Sansone was virtually a lock from the foul line, draining 42 of his 49 attempts from the stripe (85.7 percent), which paced the county.

“Eighty-six percent of the time it’s going through the net. That was incredible,” Corey said. “We knew we had a chance to win with him on the floor.

“It was difficult for him to put as much time into basketball because of baseball. He’s got a pure stroke.”

Foul shooting was an aspect Sansone wanted more experience in this season.

“I should have definitely taken the ball to the hole more this year,” he said. “Especially since I was good at foul shooting.

“I really couldn’t get past my guy too much this year because my ankle was hurt half of the year. Last year, too, I was hurt. I really couldn’t do much going to the hole.”

Sansone netted a season-high 30 points on two different occasions — in an 85-54 verdict over Ellwood City, and again in a 64-63 double-overtime loss to Shenango. He drained all 14 of his free-throw attempts in the setback.

“I caught fire against Ellwood. I was just seeing the hoop well, it was like a hula hoop to me,” Sansone said. “That was a tough loss against Shenango. I made a lot of free throws in that game.

“It’s nice to know sometimes, just get me the ball and I can do whatever I want with it. I love to get my teammates involved, too.”

Said Corey, “He was one of the purest shooters I’ve ever been around. Baseball is his main sport and it always was. The fact he was able to shoot the ball the way he was over the years is a tribute of how much of a pure shooter he was.”

Sansone finished his career with 913 total points.

Hard work paid off in baseball and basketball throughout Sansone’s high school years. It could possibly pay dividends for him in the near future as he attempts to land a spot in pro baseball.



JOHN SANSONE FILE

PARENTS: John Jr. and Mirella Sansone.

FAVORITE BASKETBALL TEAM AND WHY: Florida State University. “I’ve always liked the school there.”

FAVORITE BASKETBALL PLAYER AND WHY: The Los Angeles Lakers’ Kobe Bryant. “He has always worked so hard.

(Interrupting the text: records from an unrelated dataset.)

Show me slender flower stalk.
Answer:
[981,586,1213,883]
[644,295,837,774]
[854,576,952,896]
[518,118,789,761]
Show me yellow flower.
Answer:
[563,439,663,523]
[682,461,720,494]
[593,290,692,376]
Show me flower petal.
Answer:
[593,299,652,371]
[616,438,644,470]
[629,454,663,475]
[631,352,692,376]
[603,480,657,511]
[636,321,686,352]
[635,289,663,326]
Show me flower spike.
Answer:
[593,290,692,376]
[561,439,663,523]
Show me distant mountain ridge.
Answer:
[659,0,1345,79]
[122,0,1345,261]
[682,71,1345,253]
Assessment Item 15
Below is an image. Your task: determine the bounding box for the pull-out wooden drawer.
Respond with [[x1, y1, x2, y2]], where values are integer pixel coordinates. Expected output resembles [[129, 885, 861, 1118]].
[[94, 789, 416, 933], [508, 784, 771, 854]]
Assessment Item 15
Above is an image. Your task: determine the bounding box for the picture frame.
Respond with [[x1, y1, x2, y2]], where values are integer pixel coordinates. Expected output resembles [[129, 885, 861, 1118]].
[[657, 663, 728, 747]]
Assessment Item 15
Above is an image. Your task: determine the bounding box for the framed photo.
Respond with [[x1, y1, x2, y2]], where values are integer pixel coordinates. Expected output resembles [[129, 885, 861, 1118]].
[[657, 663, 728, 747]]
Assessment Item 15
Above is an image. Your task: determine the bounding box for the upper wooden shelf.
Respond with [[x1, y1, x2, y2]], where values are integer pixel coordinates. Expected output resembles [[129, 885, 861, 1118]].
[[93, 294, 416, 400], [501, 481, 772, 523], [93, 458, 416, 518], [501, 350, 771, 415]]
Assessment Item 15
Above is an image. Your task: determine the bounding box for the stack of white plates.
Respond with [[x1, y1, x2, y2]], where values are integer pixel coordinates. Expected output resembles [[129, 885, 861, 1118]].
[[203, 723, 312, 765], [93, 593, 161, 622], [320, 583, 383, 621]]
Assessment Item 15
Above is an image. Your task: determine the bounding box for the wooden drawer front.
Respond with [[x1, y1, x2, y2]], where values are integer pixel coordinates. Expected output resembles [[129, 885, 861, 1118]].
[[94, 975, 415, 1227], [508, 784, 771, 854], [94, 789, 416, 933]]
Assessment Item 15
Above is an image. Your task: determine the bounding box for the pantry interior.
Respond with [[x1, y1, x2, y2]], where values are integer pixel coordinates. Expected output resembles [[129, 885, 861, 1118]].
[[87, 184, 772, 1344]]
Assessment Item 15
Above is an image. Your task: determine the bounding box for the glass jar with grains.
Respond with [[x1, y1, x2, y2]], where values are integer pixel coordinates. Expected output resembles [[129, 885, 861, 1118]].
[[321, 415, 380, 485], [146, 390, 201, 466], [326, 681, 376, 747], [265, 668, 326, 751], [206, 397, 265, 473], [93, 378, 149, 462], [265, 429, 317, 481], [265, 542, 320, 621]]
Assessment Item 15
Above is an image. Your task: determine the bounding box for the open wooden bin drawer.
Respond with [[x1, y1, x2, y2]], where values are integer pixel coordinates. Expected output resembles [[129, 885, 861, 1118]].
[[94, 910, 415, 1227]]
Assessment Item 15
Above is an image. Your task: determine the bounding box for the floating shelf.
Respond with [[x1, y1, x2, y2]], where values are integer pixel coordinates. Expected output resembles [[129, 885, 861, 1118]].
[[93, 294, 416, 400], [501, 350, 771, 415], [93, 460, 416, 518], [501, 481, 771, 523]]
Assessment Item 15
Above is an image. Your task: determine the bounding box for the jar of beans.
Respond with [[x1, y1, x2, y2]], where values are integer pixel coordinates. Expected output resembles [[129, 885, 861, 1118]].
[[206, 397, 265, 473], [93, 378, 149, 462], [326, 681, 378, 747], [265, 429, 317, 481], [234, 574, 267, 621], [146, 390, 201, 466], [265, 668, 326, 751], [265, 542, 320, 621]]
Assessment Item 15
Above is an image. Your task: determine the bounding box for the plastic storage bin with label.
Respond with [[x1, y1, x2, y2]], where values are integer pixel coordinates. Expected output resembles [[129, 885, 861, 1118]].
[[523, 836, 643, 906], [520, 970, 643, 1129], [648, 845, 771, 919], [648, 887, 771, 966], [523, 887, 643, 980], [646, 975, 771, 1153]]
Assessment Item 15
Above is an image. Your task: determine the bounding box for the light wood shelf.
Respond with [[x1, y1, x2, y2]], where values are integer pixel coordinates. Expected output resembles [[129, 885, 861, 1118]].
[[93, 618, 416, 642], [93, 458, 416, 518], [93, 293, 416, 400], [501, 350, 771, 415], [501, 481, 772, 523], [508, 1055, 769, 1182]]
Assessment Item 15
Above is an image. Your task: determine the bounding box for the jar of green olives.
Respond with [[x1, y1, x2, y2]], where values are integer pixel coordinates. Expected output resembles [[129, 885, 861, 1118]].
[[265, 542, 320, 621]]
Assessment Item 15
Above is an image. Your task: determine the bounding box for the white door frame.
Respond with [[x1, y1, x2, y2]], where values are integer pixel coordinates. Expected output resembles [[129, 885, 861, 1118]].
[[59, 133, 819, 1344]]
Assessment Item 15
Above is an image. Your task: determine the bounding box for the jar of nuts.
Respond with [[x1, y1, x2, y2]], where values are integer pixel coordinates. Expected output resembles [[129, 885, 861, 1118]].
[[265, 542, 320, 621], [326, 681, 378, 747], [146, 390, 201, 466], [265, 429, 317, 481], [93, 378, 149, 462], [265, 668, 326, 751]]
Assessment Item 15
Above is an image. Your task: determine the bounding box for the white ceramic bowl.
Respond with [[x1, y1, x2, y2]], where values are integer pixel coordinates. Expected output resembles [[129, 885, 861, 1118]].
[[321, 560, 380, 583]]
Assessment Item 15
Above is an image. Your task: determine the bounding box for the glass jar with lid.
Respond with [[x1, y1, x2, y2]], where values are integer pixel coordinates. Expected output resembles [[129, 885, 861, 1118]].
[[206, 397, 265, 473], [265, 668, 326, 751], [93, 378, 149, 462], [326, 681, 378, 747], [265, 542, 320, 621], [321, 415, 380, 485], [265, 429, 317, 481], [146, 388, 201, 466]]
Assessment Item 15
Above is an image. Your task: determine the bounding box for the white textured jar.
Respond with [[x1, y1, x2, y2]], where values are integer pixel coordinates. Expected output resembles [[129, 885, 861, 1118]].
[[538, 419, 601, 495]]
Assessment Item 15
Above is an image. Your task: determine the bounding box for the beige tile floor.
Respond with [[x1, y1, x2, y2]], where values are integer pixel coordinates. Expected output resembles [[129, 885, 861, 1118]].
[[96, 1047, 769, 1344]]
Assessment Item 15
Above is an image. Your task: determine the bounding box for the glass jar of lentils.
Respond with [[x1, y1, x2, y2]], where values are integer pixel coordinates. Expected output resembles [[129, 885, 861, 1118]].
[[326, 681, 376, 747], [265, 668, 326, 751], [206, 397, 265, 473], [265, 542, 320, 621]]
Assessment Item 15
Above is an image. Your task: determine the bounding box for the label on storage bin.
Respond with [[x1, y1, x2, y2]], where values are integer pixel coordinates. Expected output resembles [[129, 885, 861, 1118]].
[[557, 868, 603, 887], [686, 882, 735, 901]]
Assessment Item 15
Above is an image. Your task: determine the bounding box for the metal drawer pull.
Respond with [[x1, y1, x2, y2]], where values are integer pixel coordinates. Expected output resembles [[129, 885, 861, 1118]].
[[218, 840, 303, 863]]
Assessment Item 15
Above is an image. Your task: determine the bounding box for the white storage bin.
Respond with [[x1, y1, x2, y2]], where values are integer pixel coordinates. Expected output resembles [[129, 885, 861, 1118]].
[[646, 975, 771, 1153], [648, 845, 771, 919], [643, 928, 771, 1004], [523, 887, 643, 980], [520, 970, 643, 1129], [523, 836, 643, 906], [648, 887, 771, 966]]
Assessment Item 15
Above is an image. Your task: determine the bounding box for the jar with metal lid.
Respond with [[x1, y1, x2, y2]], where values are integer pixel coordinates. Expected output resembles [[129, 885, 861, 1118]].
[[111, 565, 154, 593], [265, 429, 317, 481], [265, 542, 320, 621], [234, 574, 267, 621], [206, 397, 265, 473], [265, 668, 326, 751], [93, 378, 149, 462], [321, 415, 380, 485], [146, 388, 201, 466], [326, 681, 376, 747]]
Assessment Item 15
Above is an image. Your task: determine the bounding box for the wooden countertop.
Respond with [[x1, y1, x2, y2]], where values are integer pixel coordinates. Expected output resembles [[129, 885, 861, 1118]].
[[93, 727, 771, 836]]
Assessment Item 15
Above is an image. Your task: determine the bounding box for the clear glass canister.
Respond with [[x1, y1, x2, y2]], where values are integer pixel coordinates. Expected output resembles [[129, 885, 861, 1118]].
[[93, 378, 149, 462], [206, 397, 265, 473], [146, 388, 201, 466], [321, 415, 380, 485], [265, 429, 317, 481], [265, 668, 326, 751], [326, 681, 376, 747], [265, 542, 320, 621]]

He always wants to win the championship, no matter what year it is. He’s never content.”

FAVORITE BASEBALL TEAM AND WHY: New York Yankees. “They’ve always been my favorite. Detroit is slowly coming into the picture, though.”

FAVORITE BASEBALL PLAYER AND WHY: The New York Yankees’ Derek Jeter. “I’ve always loved him. He’s definitely my idol. We play the same position (shortstop), and that’s a big reason why he’s my favorite. He’s a great role model off the field, too.”

FUTURE PLANS: Sansone committed to play baseball at Florida State University. On June 6, the Detroit Tigers selected Sansone in the 39th round of the 2012 First-Year Player Draft. He was selected with the 1,204th overall pick. But Sansone has opted to attend Florida State and skip his professional baseball opportunity, for now. The baseball draft rules state “A player who is drafted and does not sign with the club that selected him may be drafted again at a future year’s draft, so long as the player is eligible for that year’s draft. A club may not select a player again in a subsequent year, unless the player has consented to the re-selection.”

Sansone will be eligible to be drafted again after completing either his junior or senior years, or when he’s at least 21 years of age.